A primary site of high-temperature inhibition of Calvin cycle activity is ribulose-1,5-bisphophate carboxylase/oxygenase (Rubisco), where high temperature causes a reduction in the activation state of the enzyme40. However, few reports have determined whether the C4 photosynthetic pathway and TCA cycle were influenced by heat stress as well. In our study, we classified malate into cluster III which was dramatically inhibited by SHS at 0 h, and then appears to dramatic recovery from SHS across maize genotypes and CO2 treatments (Fig. 4; Fig. S2). The interactive effects between CO2 either with SHS or recovery on malate are significant for both genotypes (Tables S1S2). The inhibitory effect exerted by SHS suggests that TCA is largely depressed in this case, this is in agreement with previous findings demonstrating that decreased malate levels may indicate a decline in the activity of the C4 photosynthetic pathway in response to drought37.

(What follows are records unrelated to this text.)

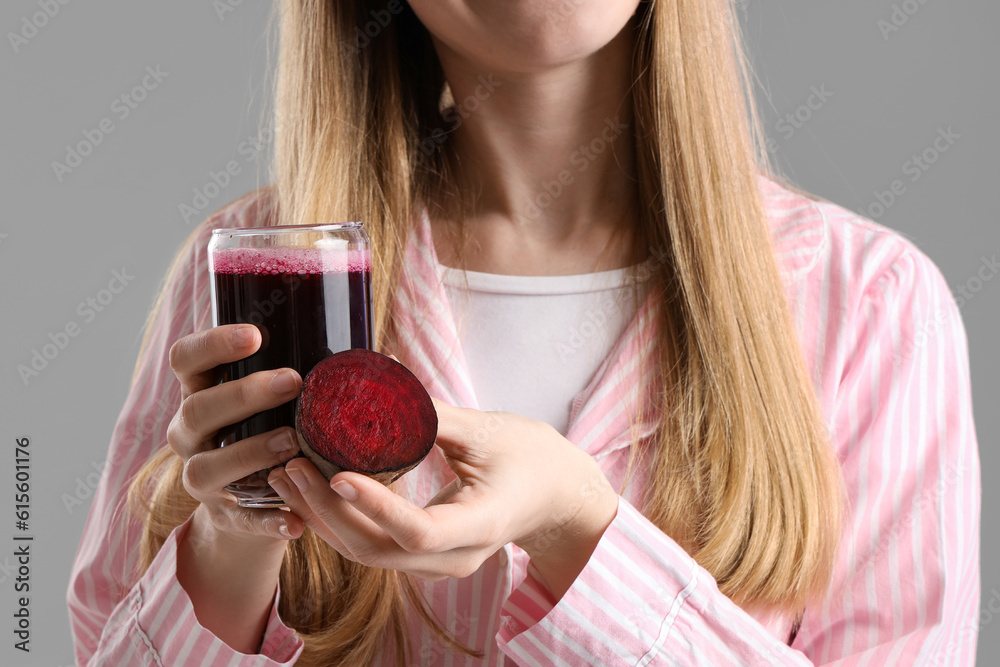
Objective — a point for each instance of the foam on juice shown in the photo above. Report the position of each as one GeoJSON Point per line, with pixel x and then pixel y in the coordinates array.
{"type": "Point", "coordinates": [283, 261]}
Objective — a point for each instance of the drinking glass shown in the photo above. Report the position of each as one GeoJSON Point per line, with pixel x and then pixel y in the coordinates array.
{"type": "Point", "coordinates": [308, 290]}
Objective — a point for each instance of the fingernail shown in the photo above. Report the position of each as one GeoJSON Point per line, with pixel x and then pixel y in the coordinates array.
{"type": "Point", "coordinates": [279, 486]}
{"type": "Point", "coordinates": [283, 382]}
{"type": "Point", "coordinates": [280, 443]}
{"type": "Point", "coordinates": [242, 337]}
{"type": "Point", "coordinates": [346, 490]}
{"type": "Point", "coordinates": [298, 478]}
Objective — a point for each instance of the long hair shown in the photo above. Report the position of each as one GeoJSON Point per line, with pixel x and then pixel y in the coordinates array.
{"type": "Point", "coordinates": [741, 471]}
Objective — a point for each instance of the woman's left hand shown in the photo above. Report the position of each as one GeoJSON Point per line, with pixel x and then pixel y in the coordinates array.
{"type": "Point", "coordinates": [518, 480]}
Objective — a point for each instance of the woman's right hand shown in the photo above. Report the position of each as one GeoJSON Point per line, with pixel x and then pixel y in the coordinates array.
{"type": "Point", "coordinates": [229, 559]}
{"type": "Point", "coordinates": [206, 407]}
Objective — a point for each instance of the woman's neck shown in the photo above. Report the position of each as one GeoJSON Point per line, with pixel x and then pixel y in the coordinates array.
{"type": "Point", "coordinates": [550, 158]}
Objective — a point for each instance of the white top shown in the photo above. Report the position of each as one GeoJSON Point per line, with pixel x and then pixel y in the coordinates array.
{"type": "Point", "coordinates": [532, 343]}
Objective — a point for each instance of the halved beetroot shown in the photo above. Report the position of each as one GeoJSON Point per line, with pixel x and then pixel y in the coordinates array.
{"type": "Point", "coordinates": [364, 412]}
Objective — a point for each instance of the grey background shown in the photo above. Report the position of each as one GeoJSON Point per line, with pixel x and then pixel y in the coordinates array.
{"type": "Point", "coordinates": [61, 241]}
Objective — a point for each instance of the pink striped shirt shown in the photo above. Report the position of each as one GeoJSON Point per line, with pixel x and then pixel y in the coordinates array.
{"type": "Point", "coordinates": [885, 345]}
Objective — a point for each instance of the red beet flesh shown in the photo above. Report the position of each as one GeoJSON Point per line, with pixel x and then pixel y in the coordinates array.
{"type": "Point", "coordinates": [364, 412]}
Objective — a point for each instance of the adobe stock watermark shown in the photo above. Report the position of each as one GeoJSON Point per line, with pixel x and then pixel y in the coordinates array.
{"type": "Point", "coordinates": [580, 160]}
{"type": "Point", "coordinates": [899, 17]}
{"type": "Point", "coordinates": [122, 107]}
{"type": "Point", "coordinates": [562, 11]}
{"type": "Point", "coordinates": [918, 165]}
{"type": "Point", "coordinates": [795, 120]}
{"type": "Point", "coordinates": [216, 182]}
{"type": "Point", "coordinates": [30, 25]}
{"type": "Point", "coordinates": [42, 356]}
{"type": "Point", "coordinates": [223, 7]}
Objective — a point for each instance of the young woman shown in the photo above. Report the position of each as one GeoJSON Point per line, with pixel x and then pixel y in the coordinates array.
{"type": "Point", "coordinates": [688, 415]}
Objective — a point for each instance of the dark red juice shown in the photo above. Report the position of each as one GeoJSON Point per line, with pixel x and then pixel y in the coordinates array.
{"type": "Point", "coordinates": [307, 303]}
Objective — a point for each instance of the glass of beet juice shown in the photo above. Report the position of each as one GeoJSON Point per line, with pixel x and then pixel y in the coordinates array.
{"type": "Point", "coordinates": [308, 290]}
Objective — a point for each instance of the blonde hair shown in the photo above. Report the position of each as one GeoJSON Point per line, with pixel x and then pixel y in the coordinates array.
{"type": "Point", "coordinates": [742, 472]}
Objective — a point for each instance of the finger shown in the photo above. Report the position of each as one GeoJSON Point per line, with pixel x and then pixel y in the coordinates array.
{"type": "Point", "coordinates": [193, 358]}
{"type": "Point", "coordinates": [358, 537]}
{"type": "Point", "coordinates": [204, 413]}
{"type": "Point", "coordinates": [319, 519]}
{"type": "Point", "coordinates": [434, 529]}
{"type": "Point", "coordinates": [465, 435]}
{"type": "Point", "coordinates": [207, 472]}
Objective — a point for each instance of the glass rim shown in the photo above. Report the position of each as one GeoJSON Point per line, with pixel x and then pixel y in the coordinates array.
{"type": "Point", "coordinates": [284, 229]}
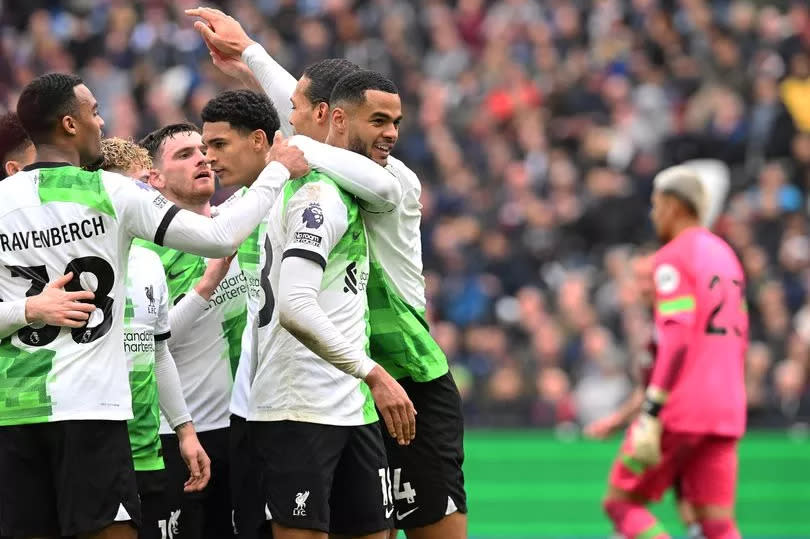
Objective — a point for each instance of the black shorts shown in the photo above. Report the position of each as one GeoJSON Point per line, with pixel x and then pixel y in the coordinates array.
{"type": "Point", "coordinates": [428, 482]}
{"type": "Point", "coordinates": [155, 512]}
{"type": "Point", "coordinates": [66, 478]}
{"type": "Point", "coordinates": [246, 486]}
{"type": "Point", "coordinates": [324, 477]}
{"type": "Point", "coordinates": [206, 514]}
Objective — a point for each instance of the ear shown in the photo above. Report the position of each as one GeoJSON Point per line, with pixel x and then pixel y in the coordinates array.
{"type": "Point", "coordinates": [322, 113]}
{"type": "Point", "coordinates": [156, 179]}
{"type": "Point", "coordinates": [69, 124]}
{"type": "Point", "coordinates": [259, 140]}
{"type": "Point", "coordinates": [339, 120]}
{"type": "Point", "coordinates": [12, 167]}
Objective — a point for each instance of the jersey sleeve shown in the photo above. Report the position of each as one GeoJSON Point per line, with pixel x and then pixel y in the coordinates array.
{"type": "Point", "coordinates": [314, 221]}
{"type": "Point", "coordinates": [675, 292]}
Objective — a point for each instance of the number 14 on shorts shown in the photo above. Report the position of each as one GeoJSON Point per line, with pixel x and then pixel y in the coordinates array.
{"type": "Point", "coordinates": [404, 493]}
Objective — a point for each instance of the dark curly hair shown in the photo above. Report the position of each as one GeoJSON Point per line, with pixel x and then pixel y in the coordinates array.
{"type": "Point", "coordinates": [153, 142]}
{"type": "Point", "coordinates": [323, 77]}
{"type": "Point", "coordinates": [13, 139]}
{"type": "Point", "coordinates": [45, 101]}
{"type": "Point", "coordinates": [245, 110]}
{"type": "Point", "coordinates": [352, 88]}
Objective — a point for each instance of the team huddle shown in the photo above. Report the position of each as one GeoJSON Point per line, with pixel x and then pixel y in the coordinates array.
{"type": "Point", "coordinates": [172, 369]}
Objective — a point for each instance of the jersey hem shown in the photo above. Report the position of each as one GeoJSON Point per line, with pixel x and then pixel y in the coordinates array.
{"type": "Point", "coordinates": [304, 417]}
{"type": "Point", "coordinates": [75, 416]}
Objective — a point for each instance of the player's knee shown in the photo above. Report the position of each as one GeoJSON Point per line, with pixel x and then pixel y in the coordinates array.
{"type": "Point", "coordinates": [722, 528]}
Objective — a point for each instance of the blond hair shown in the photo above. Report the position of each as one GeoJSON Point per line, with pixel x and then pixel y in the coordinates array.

Malate can be synthesized by oxaloacetic acid (OAA) through a decarbonizing enzyme, NADP-malate dehydrogenase (MDH). Its activity was inhibited following immediately SHS (0 h) and recovered after SHS in B76 but its response to SHS was completely opposite in B106 (Fig. 6e,f). This is very likely ascribable to a limiting-substrate (OAA) of malate (Fig. S1), which is in line with what it has been documented previously46. Malate can be also converted into pyruvate through NADP-malic enzyme (NADP-ME). Not like what was observed in Arabidopsis8, in the current study, pyruvate amounts were decreased by SHS, leading to a reduction in the amounts of isoleucine and valine. This is probably due to the fact that enzymatic activities of NADP-ME were inhibited by SHS (Figs 6c,d and 7).

In summary, our findings suggest that B76 possesses faster recovery speed in PN after removal of SHS, compared to B106. This is very likely owing to the robust metabolic flux through malate metabolic pathway in B76 via systematic biology analysis. This activated metabolic pathway stimulates TCA cycle from SHS. CO2 alleviating effect on PN and these metabolites after SHS in B76 is possibly related to higher activities of NADP-ME and NADP-MDH in C4 photosynthesis. We highlighted the importance of incorporating multidisciplinary technologies to understand primary metabolism reprogramming due to environmental perturbations.